Zope: Authorizing with I2A2

Background

Purdue Infrastructure for Identification, Authentication and Authorization (I2A2) is the support system that helps Purdue data systems control resources. It enables them to identify who is asking for resources, prove the declared identity, and determine what access rights the identity has. For more information about I2A2, go to the I2A2 site.

Support for I2A2 has been added to Zope. It is part of the authentication and authorization mechanisms of the Purdue User Folder (PUF). The I2A2 part of PUF provides methods for authorizing users, characteristic lookup, and lookup of what a characteristic is for.

Quick Reference

• Lookup Characteristics [I2A2 Site]
• Build a Characteristic Expression [I2A2 Site]

Using I2A2

You can use the authorization method in your authorize script. In the following example, the authenticated user will be assigned the role of Purdue Employee if I2A2 responds positive to the query.

Authorization Example

Is the person a Purdue Employee?

i2a2 = container.acl_users.i2a2
# Purdue Employee has characteristic number '0', see
# category Miscellaneous in Lookup Characteristics characteristics = '0'
# Is the person a Purdue employee?
# Users in I2A2 are identified by their Coordinated
# Account login name (alias) or their Purdue University
# Identification Number (PUID).

alias = directory['alias']
try:
  if i2a2.authorize(alias=alias,characteristics=characteristics):
    roles.append('Purdue Employee')
except:
  pass

Is the person enrolled in NUCL 200 and not registered as a student in Nuclear Engineering

i2a2 = container.acl_users.i2a2

# NUCL 200 student, but not in Nuclear Engineering 
# See Course and Registration School in Lookup Characteristics characteristics = '1012823 | 1065'

 alias = directory['alias']
 try:
  if i2a2.authorize(alias=alias, characteristics=characteristics):
    roles.append('Some Role')
except:
  pass

Methods

authorize(alias, characteristics)

Authorize a user. Pass I2A2 Alias and a Characteristic string. Return 1 if authorized, 0 if not. Raise an I2A2Exception if there is a problem.

authorizeWithResponse(alias, characteristics)

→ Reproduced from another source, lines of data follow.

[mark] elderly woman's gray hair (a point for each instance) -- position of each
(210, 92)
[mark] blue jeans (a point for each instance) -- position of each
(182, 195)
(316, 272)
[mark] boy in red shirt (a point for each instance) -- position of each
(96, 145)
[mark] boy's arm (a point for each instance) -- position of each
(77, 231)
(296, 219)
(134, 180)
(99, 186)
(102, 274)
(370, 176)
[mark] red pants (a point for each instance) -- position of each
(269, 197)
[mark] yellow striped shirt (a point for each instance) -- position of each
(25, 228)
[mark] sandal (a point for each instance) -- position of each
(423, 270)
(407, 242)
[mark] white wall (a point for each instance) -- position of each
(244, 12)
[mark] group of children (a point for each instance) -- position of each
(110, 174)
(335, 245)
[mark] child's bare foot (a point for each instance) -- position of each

Authorize a user. Pass I2A2 Alias and a Characteristic string. Return an I2A2Response object if the request is successful. Raise an I2A2Exception if there is a problem.

charlookup(charstring)

Lookup the characteristic number from string. Returns the characteristic number if it exists, otherwise None.

lookupbychar(characteristic)

Lookup the string representation of a characteristic number. Returns the string representation of the characteristic if it exists, otherwise None.

I2A2Response Object

getReply()

Return the reply code. Either PUIDNETD_REPL_ACK or PUIDNETD_REPL_NAK.

getMessages()

Return a dictionary of the parsed parts of the response string.

getValue()

Return a specific message from the messages.